Dziennikarka "Echa Moskwy" Julia Łatynina jest przekonana, że pobicie polskiego dyplomaty nie jest chuligańskim wybrykiem. Według niej w incydencie uczestniczyli prawdopodobnie członkowie jednego z rosyjskich ugrupowań politycznych.
Julia Łatynina podkreśliła w rozmowie z Informacyjną Agencją Radiową, że zwykli Rosjanie nie odczuwają nienawiści do Polaków. Według niej, nawet osoba o skrajnie nacjonalistycznych poglądach nie wymieniłaby Polaków wśród narodów, których nie lubi.

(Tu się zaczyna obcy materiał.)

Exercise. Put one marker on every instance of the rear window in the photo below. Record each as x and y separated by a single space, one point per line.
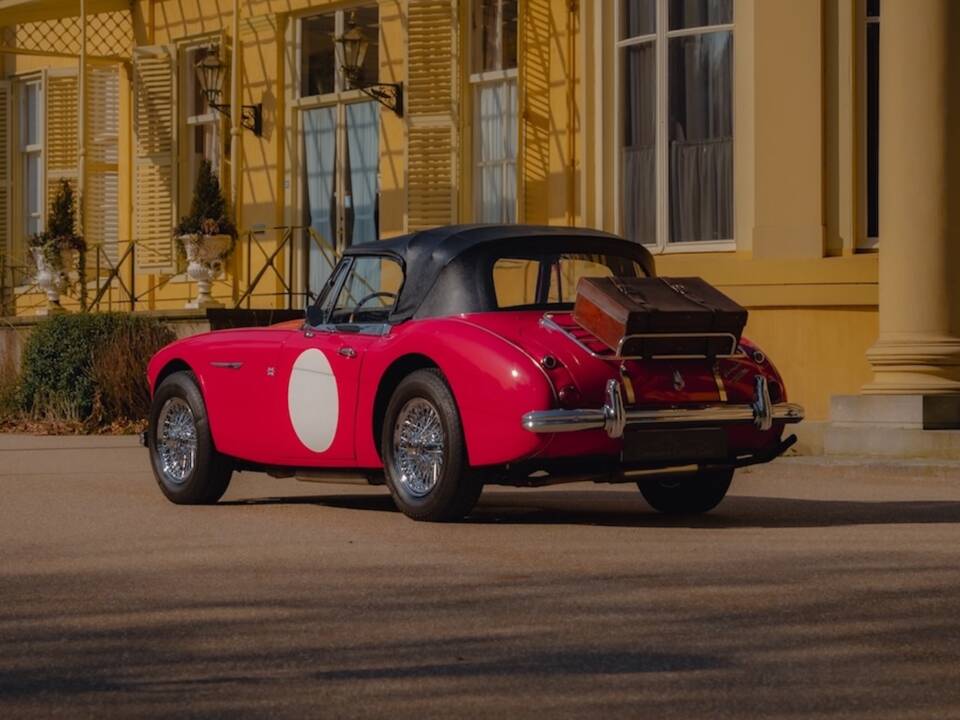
552 280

W opinii dziennikarki "Echa Moskwy", do pobicia doszło na "polityczne zamówienie. Julia Łatynina dodała, że wyniki oficjalnego śledztwa zapewne wykażą, że sprawcy działali z własnej woli. "Okaże się, że nikt nie ma z tym nic wspólnego, że może ktoś komuś coś szepnął w kawiarni" - powiedziała dziennikarka. Julia Łatynina uważa, że władze w ten sposób przygotowują się do rozprawy z opozycją w Rosji.
Drugi sekretarz naszej ambasady w Moskwie został zaatakowany przez czterech nieznanych sprawców, którzy przewrócili go na ziemię, zaczęli bić i kopać. Po kilku minutach uciekli.
Dyplomata jest w szpitalu, gdzie przechodzi badania. Jest podejrzenie, że doznał wstrząsu mózgu. Według wstępnych informacji lekarzy, ma silne potłuczenia klatki piersiowej, siniaki na rękach i nogach. Przebywa w tym samym szpitalu, w którym jest leczony inny pracownik polskiej ambasady, napadnięty trzy dni temu. Także i on trafił do szpitala z objawami wstrząsu mózgu.
Z kolei w piątek w ubiegłym tygodniu, nieznani sprawcy pobili rosyjskiego kierowcę naszej placówki.